Nous tournoyons au-dessus du Paradis.

— Tous les secrets SAUF celui des 7! On ne peut quand même pas imaginer qu'Edmond Wells ait confié à un humain médium, sur Terre, les arcanes du Paradis pour que celui-ci les retranscrive dans un livre…

Mon ami affiche un air ravi, comme s'il attendait que je prononce ces mots.

— Qui sait?

46. ENCYCLOPEDIE

LA FIN DES ÉSOTÉRISMES: Jadis, ceux qui avaient accès à des connaissances fondamentales sur la nature de l'homme ne pouvaient les révéler d'un coup. Les prophètes s'exprimaient donc par paraboles, métaphores, symboles, allusions, sous-entendus. Ils avaient peur que le savoir ne se disperse trop vite. Ils avaient peur d'être mal compris. Ils créaient des initiations pour trier sur le volet ceux qui étaient dignes d'avoir accès aux informations importantes. Ils créaient des hiérarchies de connaissants.

Ces temps sont révolus. Désormais tous les secrets peuvent être exposés au grand public, car il faut nous rendre à l'évidence: ne comprennent que ceux qui ont envie de comprendre. L'«envie de savoir» est le plus puissant moteur humain.

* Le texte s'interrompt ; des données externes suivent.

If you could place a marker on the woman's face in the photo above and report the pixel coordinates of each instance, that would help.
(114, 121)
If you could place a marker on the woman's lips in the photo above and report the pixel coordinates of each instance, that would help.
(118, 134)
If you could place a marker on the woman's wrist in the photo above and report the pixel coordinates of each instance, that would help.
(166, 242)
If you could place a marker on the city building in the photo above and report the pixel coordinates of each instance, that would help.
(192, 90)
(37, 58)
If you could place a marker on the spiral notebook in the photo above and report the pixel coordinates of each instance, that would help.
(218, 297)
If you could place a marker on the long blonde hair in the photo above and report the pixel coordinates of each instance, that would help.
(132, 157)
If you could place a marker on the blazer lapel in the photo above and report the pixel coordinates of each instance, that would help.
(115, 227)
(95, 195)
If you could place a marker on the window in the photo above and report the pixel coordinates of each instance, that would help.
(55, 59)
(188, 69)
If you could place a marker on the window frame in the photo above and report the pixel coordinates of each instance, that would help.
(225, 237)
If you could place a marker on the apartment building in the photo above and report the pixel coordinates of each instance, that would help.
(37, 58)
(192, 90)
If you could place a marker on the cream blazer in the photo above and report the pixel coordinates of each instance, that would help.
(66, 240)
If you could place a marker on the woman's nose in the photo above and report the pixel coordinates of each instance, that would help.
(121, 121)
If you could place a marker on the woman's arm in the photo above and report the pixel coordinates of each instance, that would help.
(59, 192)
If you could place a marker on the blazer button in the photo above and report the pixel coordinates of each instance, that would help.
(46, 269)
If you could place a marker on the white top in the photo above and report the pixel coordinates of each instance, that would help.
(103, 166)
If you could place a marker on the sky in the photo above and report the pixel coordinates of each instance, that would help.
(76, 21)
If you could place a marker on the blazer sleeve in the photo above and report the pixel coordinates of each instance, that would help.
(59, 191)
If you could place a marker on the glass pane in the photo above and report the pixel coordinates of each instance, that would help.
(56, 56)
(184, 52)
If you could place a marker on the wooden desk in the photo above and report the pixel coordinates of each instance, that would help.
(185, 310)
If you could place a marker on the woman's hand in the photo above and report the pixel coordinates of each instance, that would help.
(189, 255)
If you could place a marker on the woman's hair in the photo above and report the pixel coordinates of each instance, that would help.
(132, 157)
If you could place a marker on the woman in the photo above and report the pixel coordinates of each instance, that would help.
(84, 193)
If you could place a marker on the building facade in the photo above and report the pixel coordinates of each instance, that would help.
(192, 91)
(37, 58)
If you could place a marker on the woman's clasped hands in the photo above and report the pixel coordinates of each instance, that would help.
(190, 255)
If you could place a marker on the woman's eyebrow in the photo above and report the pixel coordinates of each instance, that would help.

Edmond Wells, Encyclopédie du Savoir Relatif et Absolu, tome IV.

47. IGOR. 7 ANS

Le monsieur en uniforme était un policier. Il était beau. Il était grand. Il était fort. Il dégageait une odeur de propre. Il m'a pris dans ses bras.

Il a secoué la neige autour de moi et m'a conduit à l'orphelinat le plus proche. Enfin à l'écart du pire danger. Maman. Cela fait maintenant deux ans que j'y suis.

À l'orphelinat, il y a d'autres enfants rejetés par leurs parents. C'est nous les rebuts de la société, les mal-aimés, les pas souhaités, ceux qui n'auraient jamais dû naître.

M'en fiche. Suis vivant.

Ici, ça ressemble à un refuge pour chiens abandonnés sauf que le vétérinaire passe moins souvent et que la pâtée est moins abondante.

Les autres gamins sont nerveux. Heureusement, je suis fort. Quand il y a des problèmes, je ne réfléchis pas, je fonce et je tape. De préférence au ventre de mes adversaires. Je me suis fait une réputation de brute, mais je préfère ça, car au moins je suis craint. D'abord être craint, ensuite devenir copain. Je pige vite que les gens, quand t'es gentil, ils croient que t'es faible. Je ne suis pas gentil. Je ne suis pas faible.

Nous sommes quatre dans le dortoir. Avec moi, il y a les trois «V».

Vania est un petit Ukrainien que son père alcoolique a trop bercé contre le mur.

Vladimir est le gros de la bande. Je ne sais pas comment il s'arrange pour être obèse avec ce qu'on nous donne à manger ici.

Vassili, c'est le silencieux du groupe. Lorsqu'il se décide à parler, c'est toujours pour dire des trucs intéressants, mais il ne parle pas souvent. C'est lui qui nous a appris à jouer au poker.

C'est formidable le poker. En une soirée, on atteint l'apogée du bonheur ou le plus bas du malheur, le tout en accéléré. Lorsque Vassili joue, son visage devient de marbre. Il dit: «Ce qui compte, ce n'est pas de disposer de bonnes ou de mauvaises cartes mais de savoir jouer avec les mauvaises.» Il dit encore: «Ce qui compte, ce n'est pas le jeu que tu as en main mais le jeu que ton adversaire se figure que tu as.» Vassili mâchouille perpétuellement une brindille.

Il nous apprend à envoyer de faux signaux de joie ou de déception afin de mieux tromper les autres sur la qualité de notre jeu. Grâce à lui, je suis à l'école du poker et elle m'apprend beaucoup, je développe un grand talent d'observation. Ça me plaît bien. Le monde est plein de petits détails qui nous fournissent toutes les informations nécessaires.

Vassili dit:

— Certains joueurs professionnels sont tellement forts qu'ils ne regardent même plus leurs cartes. Ainsi ils sont sûrs que leur visage ne les trahira pas.

— Mais alors, comment savent-ils qui a gagné?

— Ils l'apprennent au dernier moment. Lorsque les jeux sont faits, ils retournent leur jeu et découvrent s'ils avaient une bonne ou une mauvaise main.

Vassili, lui, n'a pas été abandonné. Ses. parents ne l'ont pas roué de coups. Lui, il a fugué à l'âge de six ans. La police l'a attrapé mais ils n'ont jamais pu lui faire avouer ni qui il était ni d'où il venait. Alors, comme les flics ont autre chose à faire que de se lancer dans de grandes enquêtes sur les fugueurs, ils l'ont mis avec nous.